You be the judge. Newport Beach voters have a chance to decide: car wash or another hotel? Height limits or no height limits?
This issue is raised in the planned July 8 City Council vote on a new General Plan amendment that will allow more-intense development and traffic in major commercial areas of the city. Along with increases in Newport Center and the airport area are what can be called "free riders." One free rider can be described as follows:
•Council-authorized planning for a general plan land use amendment;
•The amendment calls for increased development in several areas, predominantly Newport Center and the airport;
•When a general plan amendment is proposed, property owners can jump on the bandwagon and get their project included, sort of like a free rider;
•This time one of the riders is the property in Newport Center currently operating as a carwash — which, by the way, serves a large eastern swath of Newport Beach as well as Corona del Mar;
•The proposal is to change the car wash into a 125 room hotel;
•One problem is that the description of a hotel with 125 rooms also includes "ancillary" facilities, which can be restaurants, spas, meeting rooms, ballrooms, you name it — so we don't know how big it will really be;
•Another problem is that the amendment calls for an undefined increase in height where there is a two-story height limit that protects views of the ocean and Catalina.

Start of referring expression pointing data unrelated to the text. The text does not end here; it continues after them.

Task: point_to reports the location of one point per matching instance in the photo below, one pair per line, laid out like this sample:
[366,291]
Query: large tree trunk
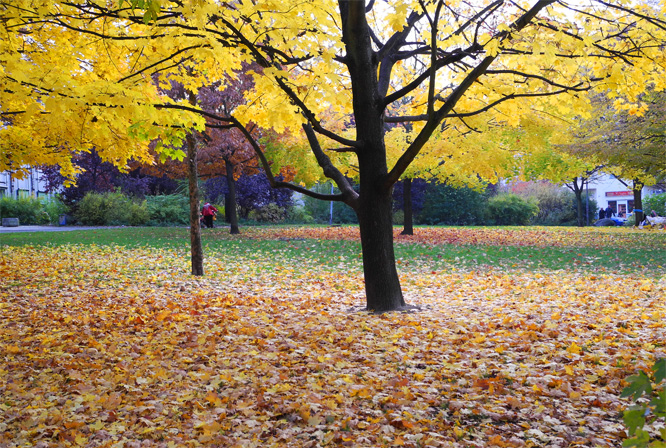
[408,225]
[230,204]
[579,205]
[637,188]
[382,285]
[195,227]
[578,191]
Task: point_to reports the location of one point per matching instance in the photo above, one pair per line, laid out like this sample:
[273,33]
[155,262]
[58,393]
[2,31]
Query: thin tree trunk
[578,191]
[195,227]
[374,210]
[227,208]
[408,227]
[637,188]
[230,205]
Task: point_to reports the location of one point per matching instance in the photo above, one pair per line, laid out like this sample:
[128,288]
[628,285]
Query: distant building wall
[30,185]
[607,190]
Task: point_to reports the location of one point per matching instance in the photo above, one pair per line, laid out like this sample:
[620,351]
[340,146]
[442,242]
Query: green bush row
[103,209]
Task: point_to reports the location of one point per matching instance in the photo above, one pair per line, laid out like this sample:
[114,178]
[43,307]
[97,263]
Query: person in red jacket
[208,214]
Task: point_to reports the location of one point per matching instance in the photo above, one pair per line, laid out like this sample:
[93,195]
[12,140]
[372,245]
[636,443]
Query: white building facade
[30,185]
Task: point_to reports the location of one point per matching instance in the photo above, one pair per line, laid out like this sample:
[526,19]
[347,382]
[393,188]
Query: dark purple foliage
[252,192]
[99,176]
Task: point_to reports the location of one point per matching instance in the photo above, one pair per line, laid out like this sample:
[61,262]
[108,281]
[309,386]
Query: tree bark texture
[375,207]
[578,191]
[638,201]
[230,204]
[408,227]
[195,226]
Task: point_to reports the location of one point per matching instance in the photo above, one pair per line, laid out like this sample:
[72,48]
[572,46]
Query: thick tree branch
[281,184]
[330,171]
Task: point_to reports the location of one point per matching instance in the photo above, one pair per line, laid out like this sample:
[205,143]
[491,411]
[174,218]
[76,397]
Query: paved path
[47,228]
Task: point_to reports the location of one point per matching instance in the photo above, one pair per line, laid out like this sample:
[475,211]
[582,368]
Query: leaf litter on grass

We aren't told anywhere in the amendment how high it will be. Six stories? Eight stories? Go to the area where Muldoon's is and look across the carwash to get a perspective on the view issue.
Most voters are busy with their lives and have to rely on the city's planners and elected officials to do the right thing. But can they? You be the judge.
This rider will be hidden in the ballot language in November unless the council denies the amendment July 8. Go to the Stop Polluting Our Newport (SPON) website, www.SPON-newportbeach.org, or the city's website, for more information. Let the council know what you think. Car wash or hotel? Height limits or no height limits?
Save the Neighborhood Center
Is the Neighborhood Community Center fully used? During a recent City Council meeting, Mayor Jim Righeimer proposed to convert the Neighborhood Community Center to a new central library, partly because the NCC was lightly used! In a May 28 Daily Pilot commentary, he reported that this (conversion from the NCC) is currently being planned.
Is the NCC actually seldom used?
The "Neighborhood Community Center Group Rental Information 2013" full-year usage report shows the NCC Large Room was used 340 days! The many small meeting rooms were used 379 times, for a total of 719 days of rental usage of the facility in 2013. Forty-two different users of the NCC were listed in the report, in which the Newport-Mesa Unified School District was listed only once.
The latter, with its several campuses, used the large room 141 times. I note that the main room may be separately used day and evening, but the frequently required set-up and later close down/clean-up times may limit much of any potential twice-daily usage.
The Harbor Seniors Bridge Club used the small rooms 51 times. Twenty-six other groups also used those small rooms — many using them monthly. Again, these report data do not include any added municipal usage. Note that the city elected officials likely had also received this report. Hence the mayor's statement that the NCC has seen little usage is surprising!
In a recent local gathering, I briefly raised the topic of the potential loss of the NCC. This brought out a surprising, almost-total support of the large group for the saving of the NCC. The City Council should stop the contemplated abandonment of this valuable major Neighborhood Community Center for our city.
Respect the flag and our traditions
With Flag Day having just passed June 14, I had to impart some pieces of observance.
First off, I am totally miffed by the disregard people have for our flag and the protocol associated with our national anthem. Case in point, at recent baseball games and other public events when the national anthem is played, people are sitting in their seats chatting or texting. Those who show the civility to stand do not remove their hats, do not place their hands over their heart and just bounce around.
Soldiers have and are giving their lives for this freedom and the least the civilians should do is follow the protocol and time honored tradition in honor of our nation and flag. This was not added after 9/11; it has been the protocol since 1776. The added salt in the wound is when parents let their kids run amuck during the anthem, let alone their own disrespectful behavior.
Tradition is tradition, as is the protocol associated with it. If we start tossing that out then we are throwing all that our country should embrace under the bus.
Happy Flag Day and think of it and those who sacrificed.
Thanks for the good letter
Re. "It's OK to fence Adams Elementary" (May 4): I was so happy to read the letter from Margaret Mooney in Sunday's paper. I was heartened by her willingness to come to the campus when invited by Principal Gabe Del Real and school board trustee Vicki Snell, and by her open-minded willingness to re-consider the issue. She made excellent, valid and rational points in her letter. As someone who works at Adams Elementary School, I've always been on the side of fencing the full school property. I only hope her letter will encourage any of her neighbors who still oppose the full-fence layout to reconsider their views in light of what's best for the school-children of Adams.